Time Normalization¶

Overview¶

Time normalization converts written time expressions into their spoken form for TTS. It supports 12-hour and 24-hour formats, optional seconds, and AM/PM indicators with bilingual output for English and Malay.

Times are extracted as entities early in the pipeline to prevent the normalizer from misinterpreting the colon separator.

Supported Formats¶

Format	Example	Notes
HH:MM	`3:30`	Basic time without AM/PM
HH:MM AM/PM	`3:30 pm`	With meridian indicator
HH:MM A.M./P.M.	`3:30 p.m.`	Dotted meridian variant
HH:MM:SS	`14:30:45`	With seconds

English Output¶

from revo_norm import normalize_text

# Basic time (HH:MM)
normalize_text("3:30", language="en")
# "three thirty"

# Time with AM
normalize_text("3:30 am", language="en")
# "three thirty a m"

# Time with PM
normalize_text("11:59 PM", language="en")
# "eleven fifty nine p m"

# Time with seconds
normalize_text("14:30:45", language="en")
# "fourteen thirty forty five"

# Midnight and noon special cases
normalize_text("00:00", language="en")
# "midnight"

normalize_text("12:00", language="en")
# "noon"

Malay Output¶

Malay uses pagi (morning) for AM and petang (afternoon) for PM.

from revo_norm import normalize_text

# Basic time (HH:MM)
normalize_text("3:30", language="ms")
# "tiga tiga puluh"

# Time with AM
normalize_text("3:30 am", language="ms")
# "tiga tiga puluh pagi"

# Time with PM
normalize_text("3:30 pm", language="ms")
# "tiga tiga puluh petang"

# Time with seconds
normalize_text("14:30:45", language="ms")
# "empat belas tiga puluh empat puluh lima"

# Midnight and noon special cases
normalize_text("00:00", language="ms")
# "tengah malam"

normalize_text("12:00", language="ms")
# "tengah hari"

AM/PM Mapping¶

English	Malay
AM / A.M.	pagi
PM / P.M.	petang

How to Disable¶

from revo_norm import normalize_text

# Disable time normalization
result = normalize_text("3:30 pm", language="en", disable=["times"])
# The time is still extracted as an entity for protection,
# but restored as original text instead of spoken form.

# Use minimal profile (times not spoken)
result = normalize_text("3:30 pm", language="en", profile="minimal")

When times are disabled, they are still extracted from the text to protect them from being mangled by other normalizers.
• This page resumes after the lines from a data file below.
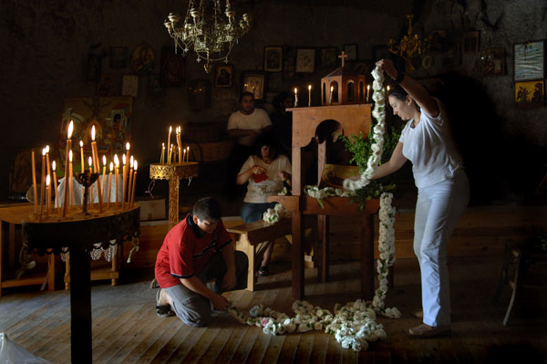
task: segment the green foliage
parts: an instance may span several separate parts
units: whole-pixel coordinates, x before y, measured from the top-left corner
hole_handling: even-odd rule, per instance
[[[384,133],[384,151],[382,152],[381,162],[389,161],[391,153],[395,150],[398,139],[401,135],[402,128],[391,127],[389,130]],[[370,155],[371,146],[375,143],[372,138],[372,126],[369,136],[366,138],[362,132],[359,135],[351,135],[349,138],[340,136],[340,140],[344,142],[346,149],[353,154],[353,158],[349,161],[359,167],[361,172],[366,170],[366,162]],[[352,199],[356,203],[359,209],[365,205],[366,200],[371,198],[378,198],[385,192],[393,192],[396,189],[393,176],[386,176],[381,180],[372,180],[365,188],[356,191],[356,196]]]

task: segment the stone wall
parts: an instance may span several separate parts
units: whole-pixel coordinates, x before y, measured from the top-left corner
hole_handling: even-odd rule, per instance
[[[234,3],[234,2],[232,2]],[[225,122],[237,109],[240,75],[244,70],[261,70],[263,47],[283,46],[285,54],[298,47],[358,45],[358,58],[372,59],[373,46],[385,45],[390,37],[406,32],[405,14],[416,12],[417,29],[428,33],[444,29],[455,38],[465,30],[483,30],[483,18],[498,27],[482,33],[483,45],[505,47],[508,51],[506,76],[482,78],[477,71],[479,54],[464,55],[460,66],[447,69],[436,61],[428,70],[419,69],[416,76],[428,77],[458,72],[483,85],[501,118],[504,138],[515,134],[532,145],[544,147],[547,124],[544,108],[515,109],[512,103],[512,43],[545,36],[545,2],[530,0],[526,6],[510,1],[409,1],[387,2],[389,5],[372,7],[356,5],[310,5],[309,1],[240,1],[238,17],[253,13],[254,26],[242,38],[231,56],[234,77],[232,88],[212,87],[210,107],[198,111],[189,105],[191,80],[208,79],[202,64],[192,54],[186,59],[186,85],[166,88],[161,96],[147,95],[148,77],[139,78],[139,95],[134,100],[132,145],[139,166],[156,161],[160,146],[169,125],[186,122]],[[332,2],[337,3],[339,2]],[[359,2],[357,2],[359,3]],[[521,3],[521,2],[519,2]],[[129,55],[140,44],[152,47],[156,55],[153,73],[160,72],[160,49],[171,45],[163,20],[170,12],[184,14],[186,2],[148,0],[52,0],[20,2],[5,0],[0,9],[0,39],[4,57],[0,57],[0,103],[3,130],[0,132],[0,201],[7,196],[7,172],[19,148],[38,147],[58,141],[63,99],[67,97],[95,95],[97,85],[86,80],[88,54],[102,55],[102,73],[130,74],[130,67],[121,70],[108,68],[111,47],[126,47]],[[481,4],[485,4],[482,5]],[[486,6],[488,5],[488,7]],[[379,10],[378,10],[379,9]],[[316,62],[318,57],[316,57]],[[316,66],[319,66],[316,63]],[[330,69],[317,67],[313,74],[296,74],[287,78],[283,72],[270,73],[266,101],[278,92],[300,89],[313,83],[313,103],[318,105],[319,79]],[[302,94],[301,94],[302,95]],[[304,95],[303,95],[304,96]],[[304,98],[305,99],[305,96]],[[462,97],[465,104],[465,98]],[[268,109],[271,105],[263,105]],[[140,173],[139,173],[140,174]],[[143,173],[145,175],[146,172]]]

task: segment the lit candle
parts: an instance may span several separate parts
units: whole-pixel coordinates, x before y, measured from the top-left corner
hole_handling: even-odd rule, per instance
[[[121,155],[121,161],[123,161],[123,170],[121,172],[121,183],[122,183],[122,190],[123,190],[123,193],[121,194],[121,210],[124,209],[125,207],[125,200],[128,197],[128,192],[126,190],[126,185],[128,184],[128,174],[127,174],[127,165],[128,165],[128,158],[126,157],[125,154]]]
[[[42,221],[42,210],[44,209],[42,202],[46,199],[46,196],[44,195],[44,190],[46,187],[46,148],[42,150],[42,177],[40,181],[40,215],[38,217],[38,221]]]
[[[68,152],[68,193],[70,193],[68,207],[72,207],[72,151]]]
[[[107,176],[107,156],[103,155],[103,196],[107,197],[105,186],[107,185],[107,180],[105,177]]]
[[[112,170],[114,169],[114,163],[110,161],[110,172],[108,172],[108,202],[107,203],[107,211],[110,208],[110,196],[112,192]]]
[[[49,187],[49,174],[46,176],[46,217],[49,217],[51,213],[51,188]]]
[[[132,186],[132,182],[133,182],[133,156],[131,156],[131,159],[129,160],[129,164],[128,165],[129,168],[129,182],[128,184],[128,204],[127,204],[127,208],[129,208],[129,201],[131,200],[131,186]],[[123,203],[122,203],[122,206],[123,206]]]
[[[55,161],[53,161],[51,162],[51,170],[53,171],[53,187],[55,188],[55,203],[56,203],[56,207],[57,209],[57,212],[60,213],[61,209],[59,206],[59,196],[57,196],[57,172],[55,172],[56,166],[57,166],[57,164],[55,163]]]
[[[114,164],[116,164],[116,208],[118,208],[118,175],[119,174],[119,158],[114,154]]]
[[[47,163],[47,175],[49,176],[49,180],[51,180],[51,167],[49,165],[49,145],[46,146],[46,162]]]
[[[124,169],[124,175],[123,175],[123,200],[121,202],[121,208],[123,210],[123,204],[126,201],[127,198],[127,193],[128,193],[128,189],[129,186],[126,186],[126,184],[128,184],[128,180],[126,180],[126,177],[128,176],[129,171],[129,166],[127,164],[129,161],[129,142],[128,141],[126,143],[126,160],[123,161],[123,169]]]
[[[83,173],[84,170],[85,170],[85,163],[84,163],[84,140],[80,140],[80,160],[81,160],[81,167],[80,167],[80,171]]]
[[[74,122],[70,120],[68,124],[68,130],[67,131],[67,159],[65,163],[65,201],[63,201],[63,217],[67,215],[67,208],[68,207],[68,180],[67,180],[67,174],[68,172],[68,151],[72,149],[72,130],[74,129]]]
[[[181,127],[177,127],[177,146],[179,147],[179,164],[181,164],[184,161],[181,154]]]
[[[135,165],[133,167],[134,169],[134,172],[133,172],[133,186],[131,187],[131,203],[129,204],[129,208],[132,209],[133,208],[133,202],[135,201],[135,185],[137,184],[137,161],[135,161]]]
[[[97,151],[97,141],[95,141],[95,125],[91,128],[91,151],[93,153],[93,164],[95,166],[95,172],[100,172],[100,165],[98,165],[98,151]],[[104,163],[106,164],[106,159]],[[105,175],[105,169],[103,168],[103,181]],[[104,188],[104,183],[103,183]],[[98,212],[102,213],[102,191],[100,188],[100,179],[97,178],[97,195],[98,197]]]
[[[88,162],[89,163],[89,173],[93,174],[93,159],[89,157]],[[95,199],[93,198],[93,185],[90,185],[89,187],[89,207],[91,207],[93,206]]]
[[[168,152],[167,162],[168,163],[170,162],[170,149],[169,148],[169,146],[170,145],[170,133],[171,133],[172,130],[173,130],[173,127],[171,127],[170,125],[170,127],[169,127],[169,134],[168,134],[168,137],[167,137],[167,149],[168,149],[168,151],[167,151],[167,152]]]
[[[332,105],[333,104],[333,91],[335,90],[335,87],[331,86],[331,92],[328,95],[328,104]]]
[[[32,191],[35,202],[35,217],[38,218],[38,193],[36,192],[36,166],[35,164],[34,150],[32,151]]]

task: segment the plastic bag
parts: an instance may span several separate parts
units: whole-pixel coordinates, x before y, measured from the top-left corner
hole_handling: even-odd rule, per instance
[[[0,333],[0,364],[46,364],[49,361],[38,358],[15,341],[7,334]]]

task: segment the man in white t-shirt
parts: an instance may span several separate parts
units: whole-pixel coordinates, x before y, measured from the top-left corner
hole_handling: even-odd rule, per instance
[[[235,173],[253,153],[258,136],[272,130],[273,125],[266,111],[254,108],[254,96],[251,92],[243,92],[240,97],[240,109],[230,115],[226,129],[236,142],[228,161],[225,194],[235,197]]]

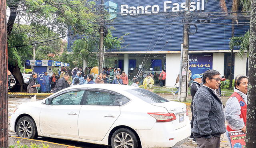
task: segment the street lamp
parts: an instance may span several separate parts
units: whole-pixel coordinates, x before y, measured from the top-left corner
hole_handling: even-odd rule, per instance
[[[23,62],[24,62],[24,74],[25,74],[25,67],[26,67],[26,61],[23,61]]]

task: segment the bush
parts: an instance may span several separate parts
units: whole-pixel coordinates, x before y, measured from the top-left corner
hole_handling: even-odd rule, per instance
[[[30,146],[28,146],[26,145],[21,145],[20,144],[20,142],[18,140],[17,142],[17,144],[15,145],[13,145],[12,146],[10,146],[9,147],[9,148],[51,148],[49,146],[49,145],[47,144],[46,145],[44,144],[43,143],[42,143],[42,145],[38,144],[36,145],[36,144],[33,144],[32,142],[31,142],[31,144]]]
[[[234,87],[234,80],[233,80],[233,83],[232,84],[232,89],[233,89]],[[221,85],[220,87],[222,89],[228,89],[229,87],[229,80],[226,80],[224,81],[221,81]]]

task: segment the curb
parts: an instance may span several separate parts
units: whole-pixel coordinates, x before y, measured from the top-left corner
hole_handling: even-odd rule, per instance
[[[37,141],[37,142],[44,142],[44,143],[48,143],[48,144],[55,144],[55,145],[59,145],[59,146],[66,146],[67,148],[83,148],[79,147],[70,146],[70,145],[69,145],[61,144],[60,144],[60,143],[52,142],[48,142],[48,141],[44,141],[44,140],[39,140],[28,139],[28,138],[26,138],[16,137],[16,136],[11,136],[11,137],[12,137],[12,138],[16,138],[28,140],[30,140],[30,141]]]

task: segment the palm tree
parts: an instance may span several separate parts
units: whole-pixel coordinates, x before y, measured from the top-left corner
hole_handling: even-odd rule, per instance
[[[249,45],[250,32],[247,31],[244,36],[234,36],[231,38],[229,42],[229,46],[230,49],[235,47],[239,47],[238,55],[239,57],[243,58],[244,53],[247,52],[247,57],[248,57],[248,49]]]
[[[222,9],[222,10],[225,12],[227,12],[228,11],[228,9],[227,8],[227,6],[226,4],[226,1],[225,0],[220,0],[220,7]],[[232,8],[231,8],[231,12],[236,12],[238,11],[238,9],[239,7],[240,7],[242,8],[242,11],[250,11],[250,6],[251,6],[251,0],[233,0],[233,4],[232,4]],[[246,15],[247,14],[245,13],[245,15]],[[232,14],[232,15],[233,15],[235,16],[235,19],[232,20],[232,38],[233,37],[235,37],[234,36],[234,23],[235,21],[238,24],[238,20],[236,19],[236,13],[233,13]],[[236,38],[236,39],[237,39]],[[234,39],[236,39],[236,38],[234,38],[233,40],[233,41],[234,41]],[[231,42],[232,43],[232,42]],[[240,48],[241,48],[241,46]],[[234,55],[233,53],[233,46],[230,46],[230,49],[231,49],[231,65],[230,65],[230,84],[229,84],[229,88],[231,89],[232,87],[232,79],[233,77],[232,76],[232,73],[233,73],[233,56]],[[242,51],[240,51],[239,53],[240,55],[242,55],[242,53],[242,53]]]

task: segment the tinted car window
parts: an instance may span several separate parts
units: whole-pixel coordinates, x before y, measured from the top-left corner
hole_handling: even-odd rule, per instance
[[[118,106],[116,95],[107,92],[89,91],[87,105]]]
[[[80,105],[85,91],[72,91],[53,98],[51,103],[52,105]]]
[[[121,94],[118,93],[116,94],[116,96],[117,96],[117,99],[120,105],[124,105],[130,101],[126,97],[124,96]]]
[[[169,101],[159,95],[144,89],[131,89],[126,91],[149,103],[162,103]]]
However, they are restored as their original text rather than converted to spoken form.

Edge Cases¶

Zero minutes: 3:00 produces "three" in English (minute word "zero" is omitted).
Single-digit hour: 3:30 and 03:30 both produce the same output.
24-hour format without meridian: 14:30 is spoken as "fourteen thirty" in English, "empat belas tiga puluh" in Malay.
Meridian with dots: 3:30 p.m. is treated the same as 3:30 pm.
Time vs percentage: The regex excludes patterns followed by % to avoid conflict with percentage expressions like 3:30%.
Time in URLs: URL extraction runs before time extraction, so times inside URLs are handled as part of the URL.
Midnight (00:00): Rendered as "midnight" in English, "tengah malam" in Malay.
Noon (12:00): Rendered as "noon" in English, "tengah hari" in Malay.